Há alguns dias tive a oportunidade de, no mesmo dia, estar à tarde com a turma de medicina da Faculdade Santa Marcelina, para a aula inaugural do que serão cinco encontros mensais com formadores da Escola dos Doutores da Alegria e, à noite, com a terceira turma do programa Madalegria da Falculdade de Medicina da USP (encontros semanais de março a dezembro).

Ambos os encontro intensos, que me instigam a pensar sobre o que é importante proporcionar para uma formação médica. Na aula do Madalegria, os alunos participaram de um exercício onde eles deveriam imitar, através de playback, um ídolo da música. Eles se prepararam para a atividade estudando o figurino do ídolo, modos de andar, dançar etc. Depois, com uma platéia de fãs vibrantes (nós formadores e demais alunos), cada ídolo cantava a música escolhida . Uma brincadeira deliciosa de ser, por alguns minutos, o ídolo.
Este exercício me fez pensar muito. Imitar é atividade essencial para nossa formação humana. Quando pequenos, construímos nossos jogos e nosso imaginário imitando super heróis, imitando adultos na brincadeira de casinha e imitando profissões, nas brincadeiras de médico. A criança faz comunhão com o mundo através do gesto. Ele é a matéria para construir a gramática de nossa infância. Nosso imaginário pode se ampliar através desta experimentação de ser outro e, com isso, ganhamos na infância elementos fundamentais para o que, mais tarde, chamamos de empatia.
O gesto tem papel fundamental na adolescência. É neste espaço turbulento de descobertas que experimentamos vários estilos de falar, mover, vestir, que partem de comportamentos desengonçados, mas que nos dão pistas do que cabe em nós, gestos da nossa essência. Quanto mais rica possibilidade de experimentação, maior é a chance de encontrar um gesto que fala de mim. É assim que, ainda adolescentes, encontramos estes alunos.
No mundo da educação formal, a variedade de gestos vai rareando. Ficaremos, ao longo da vida, muitas horas sentados vendo da nossa carteira o mundo se apresentar. Respondendo a ele através de provas e notas. Nosso conhecimento perde a possibilidade de enriquecer o mundo com a matéria do gesto. O que vi nestes jovens que puderam ser Ney Matogrosso, Marisa Monte, Seu Jorge e outros, foi a recolocação da experimentação do gesto como parte da formação deles. Três Ney Matogrosso cantaram, um diferente do outro de acordo com a apropriação dos gestos escolhidos. Lindo! E eu me digo: virar médico trata de um conjunto de habilidades, conhecimentos e uma boa dose de imitação. Aqui o ídolo pode ser o médico de infância, alguém que cuidou de mim ou de um parente próximo, um professor da universidade, alguém que eu diga : quero ser como ele. “Quero ser como ele” é uma afirmação da vida, significa que algo me inspira e me move.

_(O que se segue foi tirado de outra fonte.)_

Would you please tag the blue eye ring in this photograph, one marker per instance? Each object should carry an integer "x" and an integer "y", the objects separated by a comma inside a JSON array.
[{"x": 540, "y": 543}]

Uma boa questão para os que estão cuidando da formação médica é pensar em como transformar o gesto que nasce da imitação em um gesto que fala da identidade. Como gerar caminhos de apropriação de um gesto imitativo para um gesto próprio? O que tenho sentido, como formadora na sala de aula, é que este espaço pedagógico para o gesto genuíno é possível dentro da formação do profissional de saúde. Na atividade do ídolo estavam presentes todos os ingredientes importantes para o aprendizado: observação, estudo, preparação para a atividade, acolhimento para a experimentação. Quero ressaltar este ultimo tópico. Não basta imitar o ídolo, eu acredito ser o ídolo e a plateia é muito importante para isso. Ela acredita junto, ela vibra, ela bate palmas.
Aqui, por um tempo, se invertem os papéis acadêmicos estruturados: o professor se senta na platéia, opera a mesa de luz e som, coloca os holofotes no aluno: que o palco seja dele. Imagem de um espaço pedagógico potente. Não se trata de perder o lugar do mestre, ele é vital, mas de torná-lo leve e fluido. Se assim for, poderemos evocar todas as brincadeiras da infância para que elas frutifiquem médicos competentes. O conhecimento sem o gesto próprio é palavra sem morada: pode ser escutada mas não abriga.